И снова наступило молчание, которое, как ему показалось, длилось часы. Ему вдруг отчаянно, до комариного зуда, стало смешно. «Господи, это я – который легко всходит на театральную сцену! Я – о самообладании которого трещат мастаки и воркуют в кулисах поклонники. Я – который познал густой и влажный запах борделя, где пахнет отнюдь не только духами и мылом!.. Так, где ж оно, это чертово самообладание? Где моя сила воли?! Опыт?! Нет, брат, ты не актер… Ты – тряпка!»
– Мы так и будем молчать? – Она разочарованно дрогнула губкой, но, встретив его доверчивые глаза и предупредительное: «Конечно, нет!», серьезно и просто пояснила: – У меня осталась одна минута, господин Кречетов.

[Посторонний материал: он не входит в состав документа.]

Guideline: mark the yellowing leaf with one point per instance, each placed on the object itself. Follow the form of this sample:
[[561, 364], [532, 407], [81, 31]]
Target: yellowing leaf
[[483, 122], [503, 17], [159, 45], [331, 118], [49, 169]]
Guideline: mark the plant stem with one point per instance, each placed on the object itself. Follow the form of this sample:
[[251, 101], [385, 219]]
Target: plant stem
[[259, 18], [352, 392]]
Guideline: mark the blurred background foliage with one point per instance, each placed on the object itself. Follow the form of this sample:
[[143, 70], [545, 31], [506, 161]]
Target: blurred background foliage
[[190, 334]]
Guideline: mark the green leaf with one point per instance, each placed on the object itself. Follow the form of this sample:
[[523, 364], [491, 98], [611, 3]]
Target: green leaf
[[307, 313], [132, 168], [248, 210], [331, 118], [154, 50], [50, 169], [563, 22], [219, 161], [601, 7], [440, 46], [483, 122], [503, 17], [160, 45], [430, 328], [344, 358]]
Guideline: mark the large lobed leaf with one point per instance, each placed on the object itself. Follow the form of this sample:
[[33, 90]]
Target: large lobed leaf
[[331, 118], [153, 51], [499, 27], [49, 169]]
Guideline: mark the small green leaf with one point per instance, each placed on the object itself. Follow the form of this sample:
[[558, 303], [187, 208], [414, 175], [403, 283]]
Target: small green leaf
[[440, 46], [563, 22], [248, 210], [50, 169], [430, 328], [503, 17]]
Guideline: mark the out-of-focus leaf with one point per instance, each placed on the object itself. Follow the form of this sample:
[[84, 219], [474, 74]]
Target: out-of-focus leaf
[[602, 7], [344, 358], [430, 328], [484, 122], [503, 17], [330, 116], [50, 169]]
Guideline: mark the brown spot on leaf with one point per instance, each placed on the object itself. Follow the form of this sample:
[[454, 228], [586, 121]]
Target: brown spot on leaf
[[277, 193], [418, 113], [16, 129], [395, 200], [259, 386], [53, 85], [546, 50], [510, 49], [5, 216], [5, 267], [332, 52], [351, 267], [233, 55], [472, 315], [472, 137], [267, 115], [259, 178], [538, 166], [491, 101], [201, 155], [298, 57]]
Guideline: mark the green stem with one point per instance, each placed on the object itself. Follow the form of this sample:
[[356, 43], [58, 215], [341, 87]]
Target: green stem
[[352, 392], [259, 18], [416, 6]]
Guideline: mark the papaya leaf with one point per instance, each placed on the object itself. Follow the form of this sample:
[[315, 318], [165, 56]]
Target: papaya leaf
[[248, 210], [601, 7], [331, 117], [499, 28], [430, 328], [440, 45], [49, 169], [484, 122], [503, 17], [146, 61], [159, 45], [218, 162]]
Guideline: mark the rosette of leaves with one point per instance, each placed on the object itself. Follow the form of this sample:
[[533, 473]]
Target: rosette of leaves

Алексей понимающе кивнул и спокойно сказал:
– Вы позволите узнать ваше имя?
– Барбара, – все так же просто ответила она, беспокойно бросила взгляд на пани Войцеховскую и уточнила: – Можете просто Бася, так меня зовут родные. А в гимназии – Варенька… это по-вашему, по-русски. Что? Вам не нравится мое польское имя? – схитрила она. – Только не смейте лгать. Это дурно, и я сего не потерплю.
– Напротив, даже очень мило… Ба-ся… – с почтением повторил Кречетов, слегка наклоняясь к ней.

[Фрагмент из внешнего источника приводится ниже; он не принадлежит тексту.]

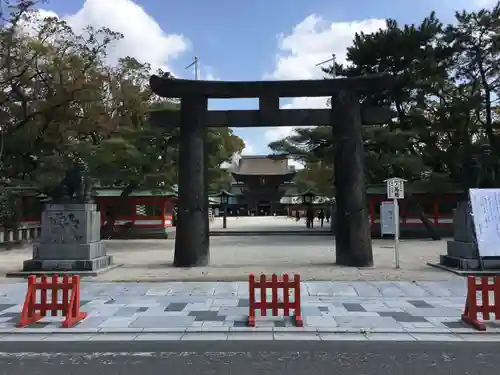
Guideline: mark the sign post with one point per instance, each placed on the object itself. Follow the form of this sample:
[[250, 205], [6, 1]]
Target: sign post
[[395, 191]]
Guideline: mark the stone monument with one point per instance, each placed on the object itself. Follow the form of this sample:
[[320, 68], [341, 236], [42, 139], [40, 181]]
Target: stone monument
[[70, 239]]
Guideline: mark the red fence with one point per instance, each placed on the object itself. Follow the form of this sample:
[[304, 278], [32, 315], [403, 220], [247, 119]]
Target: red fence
[[275, 284], [473, 308], [69, 304]]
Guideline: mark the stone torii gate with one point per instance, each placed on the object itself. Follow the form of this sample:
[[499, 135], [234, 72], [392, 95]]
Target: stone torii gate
[[346, 116]]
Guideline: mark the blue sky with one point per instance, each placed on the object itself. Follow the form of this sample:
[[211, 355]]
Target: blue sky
[[246, 40]]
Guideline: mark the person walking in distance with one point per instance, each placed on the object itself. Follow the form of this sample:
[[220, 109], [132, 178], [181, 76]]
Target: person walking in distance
[[321, 217], [310, 217]]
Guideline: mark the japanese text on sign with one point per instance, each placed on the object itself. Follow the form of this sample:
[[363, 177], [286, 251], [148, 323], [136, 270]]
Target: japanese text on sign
[[485, 204], [395, 188]]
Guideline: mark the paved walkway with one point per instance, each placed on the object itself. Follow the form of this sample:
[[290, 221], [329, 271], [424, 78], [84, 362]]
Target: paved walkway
[[218, 311], [263, 224]]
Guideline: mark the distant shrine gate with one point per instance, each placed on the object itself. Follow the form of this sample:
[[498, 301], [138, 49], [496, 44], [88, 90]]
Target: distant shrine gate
[[346, 117]]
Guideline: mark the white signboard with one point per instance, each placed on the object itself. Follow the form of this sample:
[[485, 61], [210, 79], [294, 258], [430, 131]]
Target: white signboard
[[485, 204], [387, 223], [395, 188]]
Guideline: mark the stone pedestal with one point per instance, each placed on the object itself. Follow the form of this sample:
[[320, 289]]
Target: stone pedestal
[[70, 241]]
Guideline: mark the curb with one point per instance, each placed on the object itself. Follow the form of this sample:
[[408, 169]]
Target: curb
[[242, 330]]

Девушка напряженно рассмеялась и, дрогнув изогнутыми ресницами, посмотрела на острый носок своей маленькой белой туфельки, который был виден из-под подола платья.
– Мне надо идти, – тихо напомнила она.
– Да, да… – огорченно кивнул головой Алексей и торопливо, глотая окончания слов, сообщил: – Через неделю … нас распустят на каникулы… Мог ли бы я надеяться?.. Мне хотелось…
На миг его сознание замкнулось так, что он терялся отыскать хоть какое-то следующее слово. «Что, если она истолкует неверно мое желание?..» – внезапный страх сковал грудь, пальцы сделались влажными.
– Вам «хотелось»? – насмешливо переспросила она, снова дрогнула верхней губкой, но тут же ее лицо прояснилось. – Думаю, вы можете надеяться… Итак, через неделю, здесь же, на галерее… Я буду к двум часам.
Алексей ничего не успел ответить, голубое платье, подобно воздушному облачку, уже летело к застывшей начеку фигуре пани Войцеховской.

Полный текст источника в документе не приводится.